An Admirable Attempt?
Microsoft’s project can very well be termed an admirable attempt at solving a decade old problem faced by AI, but is any actual change possible? The thought of creating mechanisms to track training data contributors is promising, but historically, this form of commercialization has either led to such projects advancing only in theory or being squashed completely by corporate interests. The tech industry has an overwhelming tendency to prioritize unclear “opt-out” systems to compelling compensation models.

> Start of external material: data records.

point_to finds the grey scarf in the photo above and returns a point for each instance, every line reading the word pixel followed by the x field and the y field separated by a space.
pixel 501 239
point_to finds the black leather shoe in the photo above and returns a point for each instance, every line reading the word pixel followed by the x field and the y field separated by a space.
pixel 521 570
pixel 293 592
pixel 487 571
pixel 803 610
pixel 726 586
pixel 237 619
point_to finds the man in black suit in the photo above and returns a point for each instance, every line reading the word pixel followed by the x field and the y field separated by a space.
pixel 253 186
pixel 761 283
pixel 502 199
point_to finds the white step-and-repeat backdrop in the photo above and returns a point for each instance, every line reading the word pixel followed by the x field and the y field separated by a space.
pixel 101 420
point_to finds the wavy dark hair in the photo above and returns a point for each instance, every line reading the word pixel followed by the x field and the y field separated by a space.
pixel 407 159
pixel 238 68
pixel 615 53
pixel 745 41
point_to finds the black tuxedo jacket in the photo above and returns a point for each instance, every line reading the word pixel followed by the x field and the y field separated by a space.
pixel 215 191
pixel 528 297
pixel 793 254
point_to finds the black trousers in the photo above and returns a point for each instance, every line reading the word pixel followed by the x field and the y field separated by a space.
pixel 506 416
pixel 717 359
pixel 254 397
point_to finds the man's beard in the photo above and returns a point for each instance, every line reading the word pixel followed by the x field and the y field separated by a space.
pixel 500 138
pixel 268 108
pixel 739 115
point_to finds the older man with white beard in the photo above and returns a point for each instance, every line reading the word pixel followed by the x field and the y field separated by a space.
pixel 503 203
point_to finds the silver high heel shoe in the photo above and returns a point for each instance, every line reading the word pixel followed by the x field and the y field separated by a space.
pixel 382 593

Besides, there is a good case for being cynical given all the courtroom appearances on the tracks by which Microsoft has ventured into copyright and with the growing trend of AI firms chipping away at copyright. As AI development crosses legal and ethical boundaries, issues of transparency and fair compensation for content producers will continue to be at front and will only serve to deepen the existing rift between tech giants and content creators.